Abstract:Monocular depth estimation (MDE) predicts pixel-level depth from a single image and plays a vital role in image sensing. MDE has made progress due to the usage of deep neural networks (DNNs). However, current MDE methods fail to provide satisfactory depth, as they rarely modeled dependencies among convolution channels and ignored location relationships in DNNs. Additionally, they are commonly slow for inference on embedded devices due to high computation complexity. To tackle these problems, we propose a novel encoder–decoder network (EDNet) for fast MDE inference on diverse embedded devices.

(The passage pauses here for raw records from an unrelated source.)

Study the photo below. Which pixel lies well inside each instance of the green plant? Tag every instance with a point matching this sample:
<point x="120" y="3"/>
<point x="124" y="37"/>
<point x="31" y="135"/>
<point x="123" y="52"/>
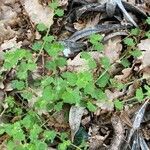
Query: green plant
<point x="58" y="89"/>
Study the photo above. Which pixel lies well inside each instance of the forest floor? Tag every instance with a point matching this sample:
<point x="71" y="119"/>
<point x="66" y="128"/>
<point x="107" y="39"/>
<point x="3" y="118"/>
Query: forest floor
<point x="74" y="75"/>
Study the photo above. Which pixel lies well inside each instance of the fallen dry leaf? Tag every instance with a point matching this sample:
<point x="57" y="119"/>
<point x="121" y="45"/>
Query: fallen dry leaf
<point x="79" y="64"/>
<point x="145" y="58"/>
<point x="6" y="32"/>
<point x="38" y="13"/>
<point x="11" y="44"/>
<point x="112" y="49"/>
<point x="126" y="73"/>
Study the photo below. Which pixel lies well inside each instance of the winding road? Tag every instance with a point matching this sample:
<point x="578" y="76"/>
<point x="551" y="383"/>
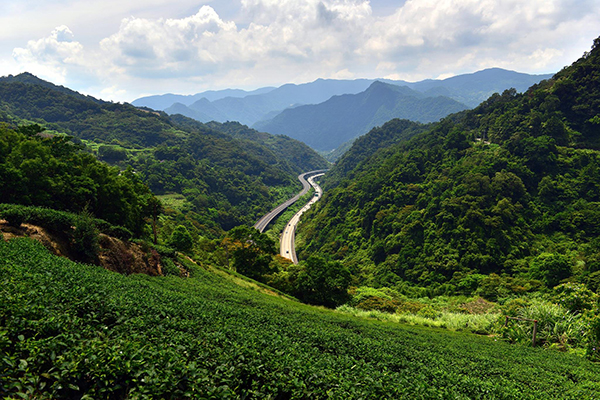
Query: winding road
<point x="287" y="247"/>
<point x="267" y="218"/>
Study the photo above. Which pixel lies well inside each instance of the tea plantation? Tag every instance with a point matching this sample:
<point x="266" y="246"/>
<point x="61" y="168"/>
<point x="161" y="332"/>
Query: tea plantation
<point x="71" y="330"/>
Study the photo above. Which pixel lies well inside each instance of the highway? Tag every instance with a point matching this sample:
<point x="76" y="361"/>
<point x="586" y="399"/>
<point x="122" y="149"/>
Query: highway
<point x="287" y="247"/>
<point x="267" y="218"/>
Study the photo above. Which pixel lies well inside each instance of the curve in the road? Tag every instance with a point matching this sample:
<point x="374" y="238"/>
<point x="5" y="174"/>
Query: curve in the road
<point x="288" y="236"/>
<point x="267" y="218"/>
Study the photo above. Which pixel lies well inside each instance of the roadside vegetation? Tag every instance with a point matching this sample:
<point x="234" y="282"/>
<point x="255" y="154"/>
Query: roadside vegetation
<point x="75" y="330"/>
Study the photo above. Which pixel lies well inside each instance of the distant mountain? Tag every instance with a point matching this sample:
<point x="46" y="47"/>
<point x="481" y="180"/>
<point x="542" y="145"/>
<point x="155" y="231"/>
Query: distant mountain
<point x="327" y="125"/>
<point x="259" y="106"/>
<point x="486" y="195"/>
<point x="212" y="167"/>
<point x="30" y="79"/>
<point x="164" y="101"/>
<point x="263" y="104"/>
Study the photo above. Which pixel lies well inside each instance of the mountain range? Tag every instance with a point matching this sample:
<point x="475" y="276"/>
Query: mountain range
<point x="327" y="125"/>
<point x="253" y="106"/>
<point x="326" y="113"/>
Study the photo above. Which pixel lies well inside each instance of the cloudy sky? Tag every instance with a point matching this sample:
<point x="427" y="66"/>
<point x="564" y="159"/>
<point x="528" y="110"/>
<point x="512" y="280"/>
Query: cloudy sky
<point x="122" y="49"/>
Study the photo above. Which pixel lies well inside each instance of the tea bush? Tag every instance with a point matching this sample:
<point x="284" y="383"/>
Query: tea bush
<point x="71" y="330"/>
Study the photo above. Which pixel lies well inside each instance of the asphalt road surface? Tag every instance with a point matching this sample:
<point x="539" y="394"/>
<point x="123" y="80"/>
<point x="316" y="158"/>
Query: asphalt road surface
<point x="287" y="248"/>
<point x="266" y="219"/>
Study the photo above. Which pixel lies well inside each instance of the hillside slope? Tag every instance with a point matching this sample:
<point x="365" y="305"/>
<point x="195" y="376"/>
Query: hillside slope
<point x="172" y="154"/>
<point x="327" y="125"/>
<point x="511" y="187"/>
<point x="71" y="330"/>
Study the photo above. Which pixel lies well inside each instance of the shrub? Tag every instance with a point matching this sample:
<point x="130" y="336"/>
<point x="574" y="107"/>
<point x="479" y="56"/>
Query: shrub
<point x="169" y="267"/>
<point x="15" y="216"/>
<point x="575" y="297"/>
<point x="181" y="239"/>
<point x="84" y="239"/>
<point x="551" y="268"/>
<point x="378" y="303"/>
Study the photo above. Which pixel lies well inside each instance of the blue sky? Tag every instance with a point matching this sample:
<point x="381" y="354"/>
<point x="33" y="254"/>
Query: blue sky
<point x="120" y="50"/>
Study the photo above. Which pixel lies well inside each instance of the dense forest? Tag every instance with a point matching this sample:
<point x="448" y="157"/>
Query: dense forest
<point x="500" y="199"/>
<point x="227" y="174"/>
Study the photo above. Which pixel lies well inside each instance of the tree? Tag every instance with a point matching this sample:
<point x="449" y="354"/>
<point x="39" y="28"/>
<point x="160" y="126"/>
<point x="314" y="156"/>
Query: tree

Specifically, (1) we design an encoder to re-explore new features, and then model nonlinear and dynamic dependencies among convolution channels based on an attention mechanism. (2) We propose a decoder containing four plug-and-play blocks to individually extract image features, model dependencies among convolution channels, learn location relationships, and adjust the channels. (3) We optimize EDNet with inference engines to match MDE with different embedded system architectures. Experiments confirm that our RMSE (root mean square error) is at least lower by 3.7% and 5.0% than that of state-of-the-art models on the NYU-Depth-v2 and KITTI datasets, respectively. The optimized EDNet simultaneously improves the accuracy, inference speed, and visualized results of MDE on different embedded devices.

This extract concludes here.